I used Derwent ‘inktense’ pencils for this, because they are water soluble and it’s a quick easy way to paint (with minimal stuff and mess).

Enjoyed this much more than the previous ‘automatic drawing’ activity. Perhaps because it is creating something tangible (even if it is a drawing – it feels ‘real’). I’ve wanted to do some abstract bird pictures for a while, so this is a way to do this as a ‘loosening’ exercise with a strict time limit. The original limit was 10 minutes and I added an extra 5 minutes to finish up.

I chose to do African love birds (from a Google ref image on my iPad), because these had come into my head during a creative meditation before creative practice. I was basically copying JK Rowling’s process – she meditates to a cabin by a lake and then ideas come from the lake – or not (it’s apparently important not to push this and respect the lake).

In my visualised mediation, I wanted to go and talk to my ‘inner coach’ – an idea from the Positive Group’s session for UAL’s RNUAL week), where one develops an ‘inner coach’ rather than an inner critic. Miriam Margoyles came to me as the perfect coach for me (and this has been causing me some hilarity every since, for example, when I was struggling while running the other day. I started to wonder what Miriam would say to encourage me to run faster and then suddenly visualized her in a rickshaw next to me, recumbent, eating dark chocolate covered cherries, and being pulled by a gladiatorial hunk. She wasn’t particularly interested in encouraging me, but I did end up laughing loudly in the street as I ran and this helped!)

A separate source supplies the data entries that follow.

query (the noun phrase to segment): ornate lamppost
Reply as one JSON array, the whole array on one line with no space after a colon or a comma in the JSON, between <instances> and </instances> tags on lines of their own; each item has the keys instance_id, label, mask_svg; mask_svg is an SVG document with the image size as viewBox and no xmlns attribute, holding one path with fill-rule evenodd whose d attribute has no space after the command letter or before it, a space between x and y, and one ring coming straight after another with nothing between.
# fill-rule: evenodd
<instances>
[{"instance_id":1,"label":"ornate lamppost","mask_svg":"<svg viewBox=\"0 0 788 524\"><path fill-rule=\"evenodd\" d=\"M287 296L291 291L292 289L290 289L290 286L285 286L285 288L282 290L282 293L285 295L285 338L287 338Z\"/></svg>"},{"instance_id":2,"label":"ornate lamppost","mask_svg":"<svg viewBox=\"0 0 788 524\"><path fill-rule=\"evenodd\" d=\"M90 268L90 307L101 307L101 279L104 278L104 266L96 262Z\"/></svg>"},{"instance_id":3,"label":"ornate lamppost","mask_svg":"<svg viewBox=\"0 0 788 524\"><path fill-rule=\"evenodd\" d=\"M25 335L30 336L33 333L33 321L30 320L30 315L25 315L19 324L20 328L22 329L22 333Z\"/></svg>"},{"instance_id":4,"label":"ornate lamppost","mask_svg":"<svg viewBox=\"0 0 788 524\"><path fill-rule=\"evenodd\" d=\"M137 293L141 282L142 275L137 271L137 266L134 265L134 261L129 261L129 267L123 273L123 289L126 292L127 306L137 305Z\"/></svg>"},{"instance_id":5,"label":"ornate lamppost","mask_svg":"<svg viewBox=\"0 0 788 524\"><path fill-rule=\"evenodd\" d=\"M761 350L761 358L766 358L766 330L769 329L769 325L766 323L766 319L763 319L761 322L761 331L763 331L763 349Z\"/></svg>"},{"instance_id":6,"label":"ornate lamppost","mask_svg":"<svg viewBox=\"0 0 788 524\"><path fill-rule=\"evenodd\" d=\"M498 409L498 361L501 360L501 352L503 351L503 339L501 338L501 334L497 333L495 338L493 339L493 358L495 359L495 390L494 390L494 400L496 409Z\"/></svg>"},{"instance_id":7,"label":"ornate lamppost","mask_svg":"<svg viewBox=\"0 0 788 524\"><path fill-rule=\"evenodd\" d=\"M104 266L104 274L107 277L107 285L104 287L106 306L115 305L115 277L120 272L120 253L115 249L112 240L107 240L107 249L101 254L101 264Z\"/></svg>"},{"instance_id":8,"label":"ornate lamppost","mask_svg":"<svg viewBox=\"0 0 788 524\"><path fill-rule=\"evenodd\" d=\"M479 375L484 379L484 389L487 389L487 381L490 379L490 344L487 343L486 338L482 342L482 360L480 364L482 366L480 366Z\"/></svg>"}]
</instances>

Anyway, the love birds guided me to Miriam’s house, where we had a hug, talked and danced to jazz. This put me in a happy mood for creating. (These practice notes are really personal! And reveal the weird workings of my mind, or a lunatic…)

OK, back to the lovebirds’ picture.  These birds are not as abstract as intended, but I guess they are fun and cute. I would like another go at the same Google image to see if I can get them more abstract.

At some point, I would also like to try a fusion of the approaches of Matisse and Mehretu (perhaps this is for personal painting work though rather than PhD funnies work?)